Das Pulver wird laut Hersteller aus Wodka beziehungsweise Rum gewonnen. Es soll in kleinen Tüten verkauft werden und lässt sich mit Wasser oder Mixgetränken wie Cola oder Orangensaft mischen. Außerdem sollen - für diejenigen, die nicht auf ihre eigenen Mixkünste vertrauen - vier fertige Cocktail-Geschmacksrichtungen angeboten werden. Für Cosmopolitan, Mojito, Powderita (wie Margarita) und Lemon Drop müsse nur ein bisschen Wasser zum entsprechenden Pulver gegeben werden.

Wer jetzt mit Promillezeichen in den Augen davon träumt, sich ein Tütchen Hochprozentiges zu bestellen, dürfte jedoch Pech haben: Entgegen erster Berichte hat Phillips noch einige Probleme mit der zuständigen Behörde, dem Alcohol and Tobacco Tax and Trade Bureau (TTB). Die Genehmigung der Etiketten stehe noch aus. Es gehe dabei unter anderem um die Menge an Alkohol, die sich in einem Päckchen befinde. Was tatsächlich hinter der Verzögerung steckt, ist unklar. Mittlerweile heißt es unter anderem, das Produkt sei "versehentlich" zugelassen und die Genehmigung nun zurückgenommen worden.

Alkoholpulver anno 1974

So groß die Aufregung um "Palcohol" sein mag - die Idee ist alles andere als neu. Schon 1974 erhielt die General Foods Corporation, die mittlerweile zum Lebensmittelriesen Kraft Foods gehört, erstmals in den USA ein Patent auf pulverförmigen Alkohol. "Die Erfindung betrifft essbares, ethanolhaltiges Pulver", heißt es in der Patentschrift. Der Konzern vermarktete aber nie ein entsprechendes Produkt, sondern brauchte das Pulver vermutlich für die Verarbeitung in der Fabrik.

Da reiner Alkohol erst unterhalb von minus 114 Grad Celsius zu einer festen Form erstarrt, muss zur Herstellung des Pulvers ein Trick angewendet werden. Um "trockenen" Alkohol herzustellen, verkapseln die Pulvermacher das Ethanol in anderen Stoffen. Das Zuckerderivat Cyclodextrin kann Alkoholmoleküle gut verpacken, weil es wie ein Ring den Alkohol umschließt. Auch Kieselsäure kommt als Hülle in Frage. Beide Stoffe stecken bereits in Lebensmitteln und Tabletten.

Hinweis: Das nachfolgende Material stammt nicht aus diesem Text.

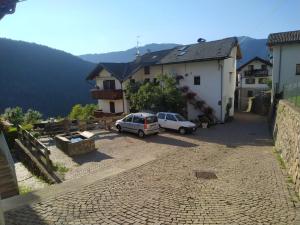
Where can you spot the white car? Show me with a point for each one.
(175, 121)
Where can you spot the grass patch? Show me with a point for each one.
(279, 159)
(24, 189)
(61, 168)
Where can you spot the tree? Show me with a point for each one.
(76, 112)
(14, 115)
(159, 96)
(32, 116)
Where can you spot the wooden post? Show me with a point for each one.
(1, 213)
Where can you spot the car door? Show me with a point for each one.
(127, 123)
(161, 119)
(171, 122)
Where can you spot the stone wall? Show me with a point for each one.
(287, 138)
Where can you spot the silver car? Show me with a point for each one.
(139, 123)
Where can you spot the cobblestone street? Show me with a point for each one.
(249, 187)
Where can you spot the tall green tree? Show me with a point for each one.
(80, 112)
(32, 116)
(14, 115)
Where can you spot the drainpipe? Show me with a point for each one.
(1, 213)
(123, 96)
(221, 92)
(279, 74)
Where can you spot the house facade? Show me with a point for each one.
(206, 69)
(252, 80)
(285, 49)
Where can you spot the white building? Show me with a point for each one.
(285, 48)
(208, 69)
(252, 79)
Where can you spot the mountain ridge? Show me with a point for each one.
(250, 47)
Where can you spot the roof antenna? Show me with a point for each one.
(137, 46)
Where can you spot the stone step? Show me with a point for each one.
(10, 193)
(9, 179)
(8, 187)
(4, 169)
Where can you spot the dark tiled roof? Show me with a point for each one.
(196, 52)
(201, 51)
(284, 38)
(255, 59)
(118, 70)
(123, 70)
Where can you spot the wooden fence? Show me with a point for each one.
(38, 154)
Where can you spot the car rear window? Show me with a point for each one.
(137, 119)
(151, 119)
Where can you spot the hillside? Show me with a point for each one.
(124, 56)
(250, 47)
(35, 76)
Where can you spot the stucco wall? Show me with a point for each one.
(287, 138)
(106, 107)
(290, 56)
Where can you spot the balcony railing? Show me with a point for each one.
(100, 114)
(256, 73)
(107, 94)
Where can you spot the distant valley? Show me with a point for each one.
(52, 81)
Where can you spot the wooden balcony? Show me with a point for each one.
(107, 94)
(256, 73)
(101, 114)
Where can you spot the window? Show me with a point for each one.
(250, 93)
(230, 76)
(262, 80)
(128, 118)
(197, 80)
(161, 116)
(263, 67)
(147, 70)
(109, 84)
(170, 117)
(137, 119)
(298, 69)
(250, 80)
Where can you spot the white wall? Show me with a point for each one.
(229, 82)
(257, 65)
(290, 56)
(104, 104)
(210, 85)
(106, 107)
(105, 75)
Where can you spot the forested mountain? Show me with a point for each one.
(250, 47)
(38, 77)
(52, 81)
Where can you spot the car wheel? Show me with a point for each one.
(141, 133)
(182, 130)
(119, 128)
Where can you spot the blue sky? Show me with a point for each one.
(95, 26)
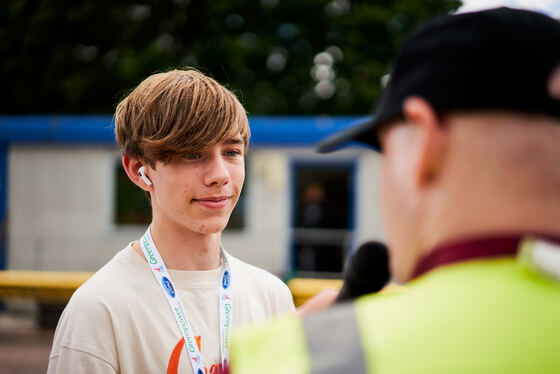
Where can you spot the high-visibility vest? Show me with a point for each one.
(482, 316)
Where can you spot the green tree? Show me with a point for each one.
(280, 56)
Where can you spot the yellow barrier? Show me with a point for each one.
(44, 286)
(57, 287)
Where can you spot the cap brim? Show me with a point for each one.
(359, 133)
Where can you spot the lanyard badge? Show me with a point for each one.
(226, 303)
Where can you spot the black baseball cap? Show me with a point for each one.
(499, 58)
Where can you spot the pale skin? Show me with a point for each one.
(465, 175)
(192, 199)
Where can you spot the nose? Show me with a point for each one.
(216, 172)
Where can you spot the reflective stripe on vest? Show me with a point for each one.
(333, 342)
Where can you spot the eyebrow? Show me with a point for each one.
(234, 141)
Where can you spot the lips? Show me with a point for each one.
(212, 202)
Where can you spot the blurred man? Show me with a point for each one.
(469, 127)
(167, 302)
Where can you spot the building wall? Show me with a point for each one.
(61, 200)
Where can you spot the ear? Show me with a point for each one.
(553, 85)
(131, 166)
(431, 141)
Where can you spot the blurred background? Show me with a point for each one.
(302, 68)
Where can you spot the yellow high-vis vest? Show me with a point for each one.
(486, 315)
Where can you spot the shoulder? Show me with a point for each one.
(257, 276)
(256, 349)
(106, 291)
(260, 283)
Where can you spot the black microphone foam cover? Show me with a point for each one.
(367, 271)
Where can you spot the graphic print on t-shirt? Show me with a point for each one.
(173, 365)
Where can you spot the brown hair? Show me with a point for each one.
(176, 113)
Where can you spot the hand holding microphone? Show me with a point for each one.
(367, 272)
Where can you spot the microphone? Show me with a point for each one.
(367, 271)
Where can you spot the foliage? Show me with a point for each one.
(82, 57)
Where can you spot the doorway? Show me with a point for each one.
(322, 217)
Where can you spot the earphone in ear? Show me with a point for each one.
(142, 174)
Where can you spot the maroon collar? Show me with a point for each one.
(492, 246)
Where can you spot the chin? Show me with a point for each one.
(211, 227)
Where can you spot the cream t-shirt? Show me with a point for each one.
(119, 321)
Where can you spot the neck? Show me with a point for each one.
(499, 214)
(184, 249)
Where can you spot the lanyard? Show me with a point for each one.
(226, 303)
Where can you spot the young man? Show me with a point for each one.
(469, 128)
(167, 302)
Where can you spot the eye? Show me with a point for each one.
(192, 156)
(232, 153)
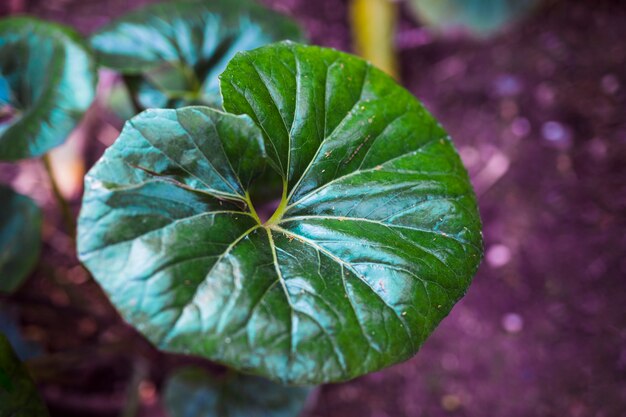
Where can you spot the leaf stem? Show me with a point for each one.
(132, 87)
(280, 210)
(66, 211)
(252, 209)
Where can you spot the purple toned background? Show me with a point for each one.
(539, 117)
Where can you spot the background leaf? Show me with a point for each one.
(18, 393)
(377, 235)
(20, 238)
(47, 82)
(192, 392)
(478, 17)
(179, 48)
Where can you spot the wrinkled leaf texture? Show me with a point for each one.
(173, 52)
(47, 82)
(377, 237)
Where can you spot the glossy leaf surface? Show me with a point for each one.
(18, 393)
(478, 17)
(174, 51)
(47, 82)
(376, 237)
(20, 238)
(192, 392)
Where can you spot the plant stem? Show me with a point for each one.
(373, 24)
(132, 87)
(280, 210)
(66, 211)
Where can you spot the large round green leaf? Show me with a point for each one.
(47, 82)
(376, 237)
(174, 51)
(20, 238)
(478, 17)
(18, 393)
(192, 392)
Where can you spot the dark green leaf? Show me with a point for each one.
(18, 393)
(179, 48)
(20, 238)
(376, 237)
(478, 17)
(192, 392)
(47, 82)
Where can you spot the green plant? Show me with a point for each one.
(171, 53)
(477, 17)
(41, 101)
(376, 236)
(18, 394)
(20, 238)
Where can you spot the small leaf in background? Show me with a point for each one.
(376, 237)
(47, 82)
(476, 17)
(193, 392)
(177, 49)
(20, 238)
(18, 393)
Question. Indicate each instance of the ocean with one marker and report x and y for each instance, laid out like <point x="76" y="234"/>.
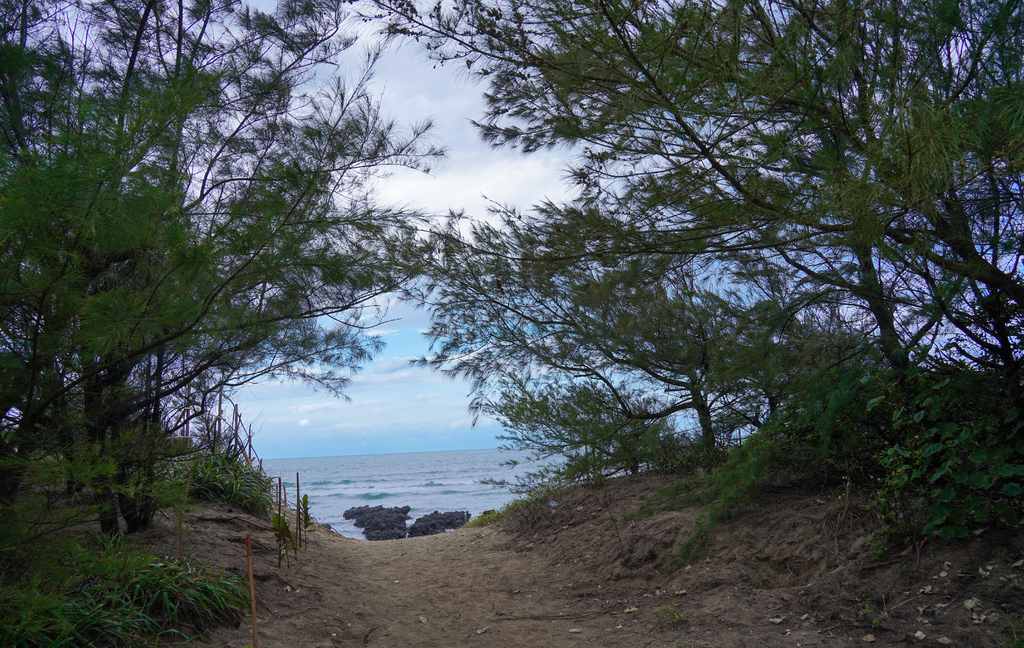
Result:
<point x="424" y="481"/>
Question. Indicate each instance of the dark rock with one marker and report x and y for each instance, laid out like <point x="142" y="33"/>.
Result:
<point x="378" y="522"/>
<point x="438" y="523"/>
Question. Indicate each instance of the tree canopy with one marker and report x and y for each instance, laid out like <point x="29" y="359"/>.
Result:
<point x="860" y="160"/>
<point x="184" y="208"/>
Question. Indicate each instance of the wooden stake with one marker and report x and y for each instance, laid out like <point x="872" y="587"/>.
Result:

1994 erlosch das Patent der General Foods Cooperation, doch allein in Deutschland beziehen sich im Moment etwa 20 Patentschriften auf die Herstellung von pulverförmigem Alkohol, die meisten im Umfeld der chemischen Industrie. Ob "Palcohol" daher mit einem Patent geschützt werden kann, wie die Hersteller es sich wünschen, ist nicht gesagt. Dazu müssten die Erfinder ein neues Verfahren oder einen neuen Verpackungsstoff entwickeln.

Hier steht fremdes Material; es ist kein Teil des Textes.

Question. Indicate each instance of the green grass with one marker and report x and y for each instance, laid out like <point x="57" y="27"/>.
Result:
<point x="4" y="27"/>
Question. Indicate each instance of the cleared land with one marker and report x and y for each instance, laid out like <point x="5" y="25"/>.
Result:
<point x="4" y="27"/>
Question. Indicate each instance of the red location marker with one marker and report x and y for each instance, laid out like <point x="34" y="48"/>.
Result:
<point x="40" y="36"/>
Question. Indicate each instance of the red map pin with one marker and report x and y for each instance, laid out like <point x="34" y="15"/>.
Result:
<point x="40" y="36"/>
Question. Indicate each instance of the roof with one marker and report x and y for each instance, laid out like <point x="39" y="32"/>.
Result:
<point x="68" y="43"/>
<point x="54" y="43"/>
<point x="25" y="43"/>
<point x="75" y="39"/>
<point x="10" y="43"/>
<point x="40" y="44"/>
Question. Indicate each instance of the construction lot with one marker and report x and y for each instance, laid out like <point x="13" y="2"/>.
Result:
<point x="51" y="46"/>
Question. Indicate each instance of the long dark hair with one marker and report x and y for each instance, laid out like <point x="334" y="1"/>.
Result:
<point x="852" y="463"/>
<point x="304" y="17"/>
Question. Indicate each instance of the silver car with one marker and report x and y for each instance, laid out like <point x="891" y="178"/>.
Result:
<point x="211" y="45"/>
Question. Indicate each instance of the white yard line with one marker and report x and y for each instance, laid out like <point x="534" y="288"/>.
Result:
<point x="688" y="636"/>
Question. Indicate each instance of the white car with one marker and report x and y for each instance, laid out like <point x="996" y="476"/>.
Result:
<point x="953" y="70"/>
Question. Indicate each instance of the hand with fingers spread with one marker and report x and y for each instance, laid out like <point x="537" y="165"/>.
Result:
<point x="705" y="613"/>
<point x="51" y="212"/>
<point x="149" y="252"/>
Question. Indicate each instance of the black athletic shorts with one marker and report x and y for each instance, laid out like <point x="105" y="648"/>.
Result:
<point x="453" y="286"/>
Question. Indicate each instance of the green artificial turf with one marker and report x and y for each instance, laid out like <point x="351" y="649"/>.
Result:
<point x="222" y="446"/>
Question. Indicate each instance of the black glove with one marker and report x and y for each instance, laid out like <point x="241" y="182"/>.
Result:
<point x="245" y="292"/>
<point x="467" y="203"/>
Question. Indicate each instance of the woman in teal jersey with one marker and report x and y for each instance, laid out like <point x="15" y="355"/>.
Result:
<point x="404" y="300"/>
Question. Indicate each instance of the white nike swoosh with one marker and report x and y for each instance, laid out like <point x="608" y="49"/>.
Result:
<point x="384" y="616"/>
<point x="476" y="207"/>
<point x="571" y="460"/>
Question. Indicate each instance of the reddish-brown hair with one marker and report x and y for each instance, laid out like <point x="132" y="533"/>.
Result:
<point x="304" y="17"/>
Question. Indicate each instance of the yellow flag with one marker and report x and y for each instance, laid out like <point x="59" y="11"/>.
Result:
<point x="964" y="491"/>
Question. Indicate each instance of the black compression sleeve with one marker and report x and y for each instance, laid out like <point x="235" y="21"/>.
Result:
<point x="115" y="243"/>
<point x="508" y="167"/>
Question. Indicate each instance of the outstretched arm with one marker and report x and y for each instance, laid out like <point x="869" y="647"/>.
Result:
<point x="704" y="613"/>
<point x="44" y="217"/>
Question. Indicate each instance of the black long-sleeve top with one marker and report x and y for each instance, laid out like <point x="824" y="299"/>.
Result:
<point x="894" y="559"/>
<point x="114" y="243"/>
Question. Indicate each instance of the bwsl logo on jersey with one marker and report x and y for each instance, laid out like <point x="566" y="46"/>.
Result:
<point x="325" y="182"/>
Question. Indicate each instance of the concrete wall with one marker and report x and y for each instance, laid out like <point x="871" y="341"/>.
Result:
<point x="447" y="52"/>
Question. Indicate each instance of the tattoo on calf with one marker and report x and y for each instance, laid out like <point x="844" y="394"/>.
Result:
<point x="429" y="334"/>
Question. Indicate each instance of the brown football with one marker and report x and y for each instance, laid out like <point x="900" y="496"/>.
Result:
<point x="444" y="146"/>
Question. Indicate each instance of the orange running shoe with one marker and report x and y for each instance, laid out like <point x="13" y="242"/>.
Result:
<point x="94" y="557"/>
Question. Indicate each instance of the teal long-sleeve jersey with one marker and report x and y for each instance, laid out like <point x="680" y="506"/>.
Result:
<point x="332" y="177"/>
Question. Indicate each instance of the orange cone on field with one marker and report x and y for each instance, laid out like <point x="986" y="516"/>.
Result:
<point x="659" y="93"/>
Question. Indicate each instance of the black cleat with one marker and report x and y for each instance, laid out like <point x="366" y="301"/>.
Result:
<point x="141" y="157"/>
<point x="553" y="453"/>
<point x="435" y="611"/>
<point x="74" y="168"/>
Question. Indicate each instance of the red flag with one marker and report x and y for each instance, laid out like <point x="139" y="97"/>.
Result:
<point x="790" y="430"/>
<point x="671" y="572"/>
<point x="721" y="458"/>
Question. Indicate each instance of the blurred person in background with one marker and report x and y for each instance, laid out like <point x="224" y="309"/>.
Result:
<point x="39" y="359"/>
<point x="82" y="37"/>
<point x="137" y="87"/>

"Aromatisierte Putzmittel"

Selbst wenn "Palcohol" es auf den Markt schaffen sollte, bleibt die Frage, ob der Pulverschnaps wirklich eine großartige Geschäftsidee ist. In Deutschland gab es im Jahr 2004 eine Menge Trubel um eine Firma namens Subyou, die mit Alkoholpulver den ganz großen Wurf plante. Die Kritik war groß, Verbraucherschützer sahen vor allem Jugendliche in Gefahr - und bei Stiftung Warentest fielen die Getränke durch: "Die fertigen Drinks schmecken künstlich, sehr süß, bonbonartig oder auch bitter, adstringierend. Die Limettenvariante erinnerte die Prüfer gar an aromatisierte Putzmittel", hieß es damals im Testbericht.

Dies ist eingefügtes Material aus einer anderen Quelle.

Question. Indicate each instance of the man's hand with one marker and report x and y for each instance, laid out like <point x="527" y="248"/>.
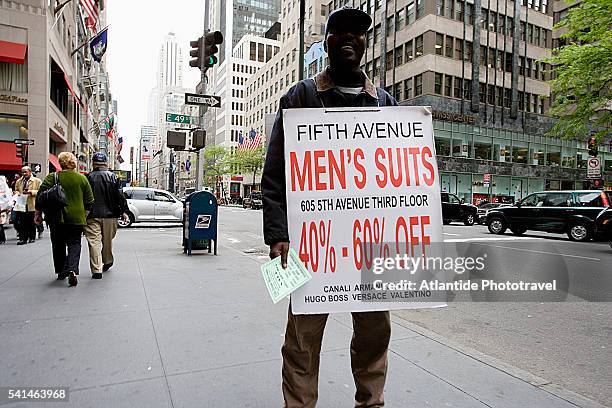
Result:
<point x="280" y="249"/>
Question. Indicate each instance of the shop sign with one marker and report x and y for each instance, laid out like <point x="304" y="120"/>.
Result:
<point x="13" y="99"/>
<point x="454" y="117"/>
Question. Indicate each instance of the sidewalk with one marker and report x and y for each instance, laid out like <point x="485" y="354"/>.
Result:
<point x="166" y="330"/>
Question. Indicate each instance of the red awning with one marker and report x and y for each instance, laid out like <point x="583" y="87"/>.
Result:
<point x="12" y="52"/>
<point x="8" y="157"/>
<point x="54" y="162"/>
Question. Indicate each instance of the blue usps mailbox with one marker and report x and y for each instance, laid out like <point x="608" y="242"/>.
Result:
<point x="200" y="222"/>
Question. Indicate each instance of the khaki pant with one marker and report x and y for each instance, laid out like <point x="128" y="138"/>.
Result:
<point x="100" y="233"/>
<point x="371" y="334"/>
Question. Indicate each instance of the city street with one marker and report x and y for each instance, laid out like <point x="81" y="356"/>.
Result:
<point x="165" y="330"/>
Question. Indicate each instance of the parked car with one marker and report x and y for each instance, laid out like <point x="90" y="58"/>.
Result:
<point x="6" y="201"/>
<point x="253" y="201"/>
<point x="483" y="210"/>
<point x="603" y="225"/>
<point x="151" y="205"/>
<point x="569" y="212"/>
<point x="454" y="209"/>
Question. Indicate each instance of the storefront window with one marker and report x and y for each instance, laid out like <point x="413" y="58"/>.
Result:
<point x="443" y="141"/>
<point x="581" y="160"/>
<point x="568" y="157"/>
<point x="483" y="148"/>
<point x="501" y="189"/>
<point x="535" y="185"/>
<point x="520" y="188"/>
<point x="464" y="187"/>
<point x="553" y="155"/>
<point x="442" y="146"/>
<point x="536" y="154"/>
<point x="501" y="150"/>
<point x="520" y="152"/>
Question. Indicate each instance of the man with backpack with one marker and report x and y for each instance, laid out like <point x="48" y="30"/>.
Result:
<point x="109" y="204"/>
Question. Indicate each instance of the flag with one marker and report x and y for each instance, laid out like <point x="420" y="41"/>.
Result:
<point x="97" y="45"/>
<point x="91" y="9"/>
<point x="252" y="142"/>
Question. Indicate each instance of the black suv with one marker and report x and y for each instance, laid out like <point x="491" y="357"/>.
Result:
<point x="454" y="209"/>
<point x="570" y="212"/>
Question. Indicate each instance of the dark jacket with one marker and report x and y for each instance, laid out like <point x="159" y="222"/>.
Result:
<point x="78" y="194"/>
<point x="109" y="200"/>
<point x="317" y="92"/>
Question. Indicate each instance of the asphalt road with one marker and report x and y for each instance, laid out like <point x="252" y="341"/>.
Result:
<point x="566" y="342"/>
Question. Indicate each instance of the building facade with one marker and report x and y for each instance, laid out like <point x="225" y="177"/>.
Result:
<point x="51" y="91"/>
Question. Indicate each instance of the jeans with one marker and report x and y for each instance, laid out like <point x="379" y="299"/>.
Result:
<point x="26" y="230"/>
<point x="66" y="245"/>
<point x="302" y="347"/>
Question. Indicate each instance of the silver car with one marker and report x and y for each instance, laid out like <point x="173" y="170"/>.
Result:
<point x="151" y="205"/>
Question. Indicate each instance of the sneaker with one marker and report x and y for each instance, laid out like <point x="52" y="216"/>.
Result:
<point x="72" y="279"/>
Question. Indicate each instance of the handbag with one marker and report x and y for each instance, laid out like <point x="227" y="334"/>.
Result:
<point x="53" y="200"/>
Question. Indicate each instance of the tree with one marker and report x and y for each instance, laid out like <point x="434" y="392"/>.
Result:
<point x="249" y="161"/>
<point x="216" y="165"/>
<point x="583" y="72"/>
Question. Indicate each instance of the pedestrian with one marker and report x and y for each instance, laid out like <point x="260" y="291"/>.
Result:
<point x="67" y="227"/>
<point x="109" y="204"/>
<point x="27" y="185"/>
<point x="341" y="84"/>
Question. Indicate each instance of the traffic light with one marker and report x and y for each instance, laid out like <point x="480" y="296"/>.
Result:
<point x="196" y="52"/>
<point x="592" y="143"/>
<point x="211" y="40"/>
<point x="199" y="139"/>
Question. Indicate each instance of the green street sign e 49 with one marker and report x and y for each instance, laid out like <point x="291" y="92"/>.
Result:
<point x="175" y="117"/>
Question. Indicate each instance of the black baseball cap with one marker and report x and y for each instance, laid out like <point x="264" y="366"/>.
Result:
<point x="348" y="17"/>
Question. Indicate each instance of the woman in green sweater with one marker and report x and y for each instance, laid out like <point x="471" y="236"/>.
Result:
<point x="66" y="232"/>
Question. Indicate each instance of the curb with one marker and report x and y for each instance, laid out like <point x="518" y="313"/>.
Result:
<point x="538" y="382"/>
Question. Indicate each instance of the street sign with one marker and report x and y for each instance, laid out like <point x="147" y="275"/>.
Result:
<point x="593" y="168"/>
<point x="177" y="118"/>
<point x="486" y="180"/>
<point x="204" y="100"/>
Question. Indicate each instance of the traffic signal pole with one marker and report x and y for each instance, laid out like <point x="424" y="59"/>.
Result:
<point x="199" y="161"/>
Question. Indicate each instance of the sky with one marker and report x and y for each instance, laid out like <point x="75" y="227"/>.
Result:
<point x="136" y="31"/>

Wie gut das Ganze angenommen wurde, lässt sich heute gut erkennen. Daran, dass es die Firma mittlerweile nicht mehr gibt. Und daran, dass sich offenbar niemand mehr daran erinnert. Warum sonst würden plötzlich alle "Palcohol" für das nächste große Ding auf dem Getränkemarkt halten.